Whole Schools Initiative

“Resiliency and the Arts”

Mini Curriculum

July 17-19, 2007

Facilitator: John Woodall, MD

Founder and Director, The Unity Project

President, Resilience Education Services

Course Description: Through reading, discussion, role play, experiential activities, lecture and demonstration we will explore some of the key interdisciplinary themes related to the field of resiliency. Insights from clinical psychology and brain studies will be related to understandings of the personal and social effects of trauma and the latest findings on the optimal responses to the challenges and crises of life. Together, this holistic approach will be adapted to the arts oriented classroom setting so that effective resilience building lesson plans can be developed and carried out.

Objectives:

To understand the effects of crisis/trauma on the personal and social identity.

To identify key resilient strengths to be mobilized to help a child deal with the challenges of life.

To understand the essential sequence of conditions needed to build safety and trust so that resilient strengths can emerge.

To understand the sequence of experiencing, naming, valuing, choosing and acting on inborn resilient strengths.

To experience and comprehend the value of the course learning activities that encapsulate the above learning objectives so that they can be adapted to the student’s classroom.

Day 1:

First Session: “The 2 Finger Table Lift,” introduction to resilience, experience of hope, delight, safety and trust, possibility, Form the Bowl, Founding story: The Cheer, Rigid Identity, Shattered Identity, Compassionate Identity, Elicit strengths to build unity.

Second Session: “There’s a lot in a Name,” 5 Stages of the Bowl, “experience, name, value, choose and act sequence of positive decision making.

Make dignity (resilient strengths) the central value.

Third Session: “Ground Rules,” Safety and trust allow for unity, motivation, commitment to the group, ownership and responsibility to group, and creativity. Reinforcing strengths generates motivation and commitment. “Closing Exercise.”

Safeguard dignity/Build trust

Day 2:

First Session: “Shuffling Cards,” Review ground rules. Habits of thought, feeling and behavior.
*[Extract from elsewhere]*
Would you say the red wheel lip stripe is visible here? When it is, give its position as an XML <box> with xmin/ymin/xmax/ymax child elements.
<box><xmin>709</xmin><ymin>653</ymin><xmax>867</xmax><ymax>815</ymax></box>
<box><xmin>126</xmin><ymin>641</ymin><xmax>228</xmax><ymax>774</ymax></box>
Self reflection as basis of choice and freedom, Introduction to bias, if time consider “Move to the Right” and “How to be More Likeable”

Remove obstacles to unity

Second Session: “Still the Water: Breathing,” Strengthening reflective ability, quieting the mind, emotions control perspective taking, gaining emotional mastery, in the moment

Clarify perception

Third Session: “Out of the Box,” “How Many ‘E’s’,” “This Smees Issmpobile” perceptual, emotional, cognitive, behavioral and social bias. False confidence, bias vs. prejudice, categories, generalization, “Closing Exercise”

Suspend Judgement

Day 3:

First Session: “Circles of Strength,” heritage of resilience/character, you are a living legacy, Glaze the Bowl,

Trace roots of strengths to develop value, belonging and commitment

Second Session: “The Fish Game” identity assumptions, interdependence, cause and effect, consequences, self-interest, holistic vision, “see with the eye of oneness.”

Holistic vision. The Big Picture

Third Session: Review of sequence of resilient skills. Lessons learned. Resources. Assessment. Next steps.